Guest Blog: Fibro & Fearless: Living with Fibromyalgia
written by Emma Jacobs
It has been almost 20 years since my fibromyalgia diagnosis and I will be the first to admit that it had been an unpredictable rollercoaster ride. I was about fourteen years old. I had already been diagnosed celiac for 7 years at that point in my life. I had also experienced trauma that left me with post traumatic stress disorder (PTSD). Some research suggests that trauma can contribute to the onset of fibromyalgia, I believe it to be true, however I also believe it was a genetic predisposition that helped me obtain the diagnosis, my mother also lives with fibromyalgia. Notice how I don't say suffers, struggles, or any other word that may be misconstrued as negative. I have learned to live with my chronic illness and chronic pain. I learned acceptance, compassion, and understanding. I learned to embrace each day and each moment. It may sound unrealistic, however, it's my truth. As far as my days go, there are great days, good days, okay days, and absolutely horrible days, as far as my symptoms and pain are concerned. I firmly hold that even on my worst symptom day, I can still have a good day. It took me years to change my mindset. It took years to realize that I am in control of my happiness, my body, how I treat myself physically and emotionally.••••••••••••••••••••••••••••••••••••••••••••••••••••••••••••
For far too long I was the victim, poor me, why me, and never able to accept the diagnosis.

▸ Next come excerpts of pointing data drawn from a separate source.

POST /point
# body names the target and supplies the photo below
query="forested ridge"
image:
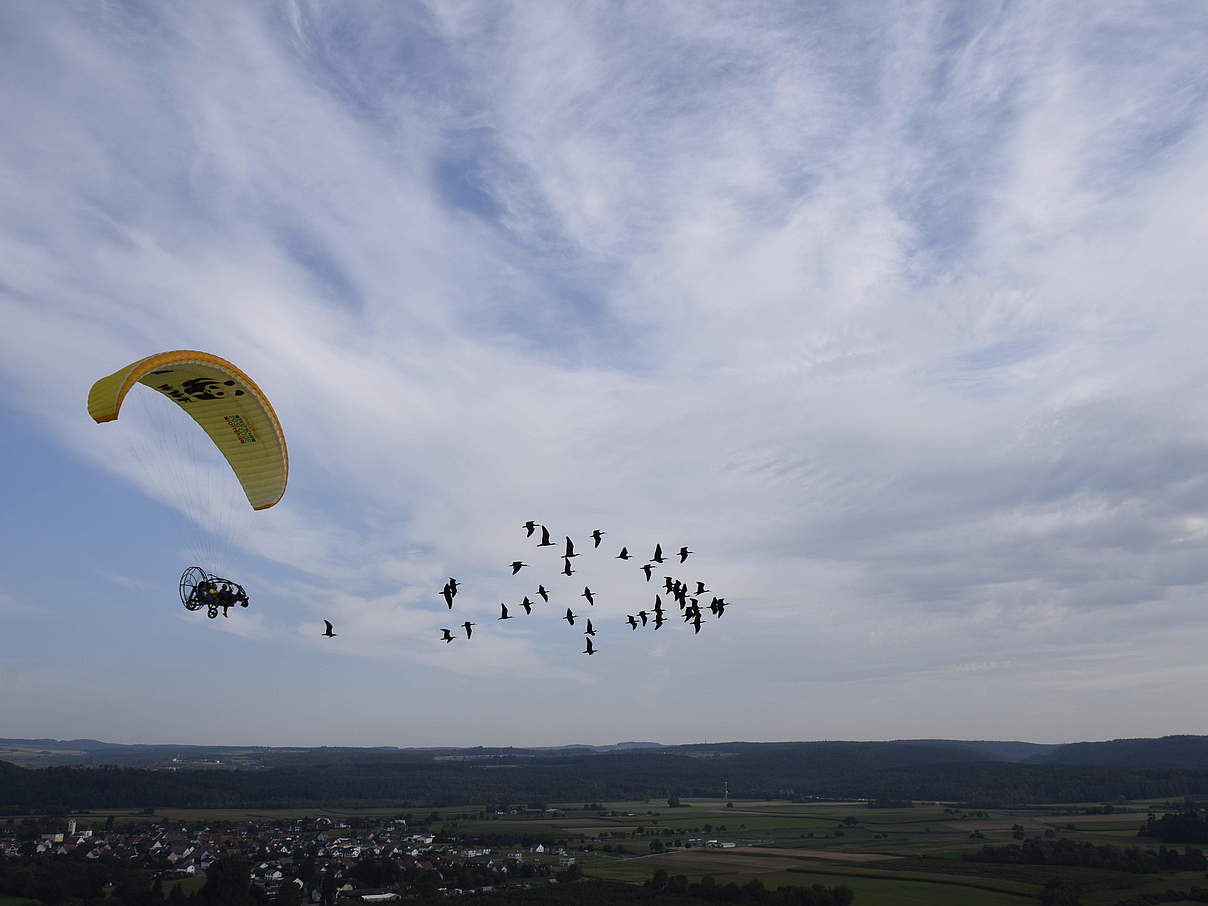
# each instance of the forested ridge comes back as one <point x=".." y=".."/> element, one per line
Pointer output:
<point x="887" y="771"/>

I was resentful, angry, and upset that I had to live with these things. At some point it hit me... "Emma, you aren't a victim, you are not diagnosed by fibromyalgia, or anything else. You were made for more, you are made for more, and you are in charge of your destiny." No one actually said that to me, at least not like that. I had been told before that I didn't have to let it control me and dictate my life, but until I was ready to accept it and make the changes, I sat in my own misery. When I learned that I had a choice, when I learned how much I was in control of, I got my life back. As I sit here, I am in a massive flare. I had a fantastic weekend, I know I pushed myself beyond my limits. However, there isn't a thing I'd change. It's Monday, I am at work, I may rather be in bed, but I also know that's not really going to help me. In fact, it would only make this worse. It would lover my mood, increase my pain levels, leave me feeling irritable and anxious. I learned to master opposite actions. If I feel like I want to stay in bed, like I want to take a nap, or as though I want to isolate, I do the opposite. It's a very intentional choice and decision. Living with intention is also a part of my story. For the past several months I have been waking up early and going to the gym, or out for a walk. For me, movement is huge. If I stay sedentary I suffer more. My pain levels increase, my mood decreases, and my focus dissipates. Positive mindset, mindfulness, meditation, and remaining focused and intentional has helped me in so many ways.
My morning walks center and ground me, they get my body engaged and moving, because lets be honest, when I wake up, they don't feel attached to one another. Others assume because I work, I work out, I am going after my goals, and because I am not on medications for my fibromyalgia that it's not that bad, or that I'm not as bad as some other person they know. Truth. I'd be on medication if it worked! and if my body could tolerate any amount of being on a substance, but I'm allergic to so many things, and if it's not an allergy I have severe reactions. Vitamin B and D, elderberry syrup, apple cider vinegar, probiotics, and eating mindfully and healthy have helped me in so many ways. Staying consistent with these things, eating as organically as I am able, avoiding processed foods and alcohol as much as possible. I am not perfect, I don't pretend to be. However, I am very aware of my body, and I give it what it asks for. I have learned what it needs, what it takes, and how to cope living with fibromyalgia and other autoimmune diseases. I know in my heart I was made for more than being labeled as someone with a chronic illness, and I let that drive me. I work in mental health, I have the blessing of being able to help others daily, and I refuse to let a disease, a stigma, or myself be a barrier to the life I want for myself. It isn't always easy, but it is always worth it.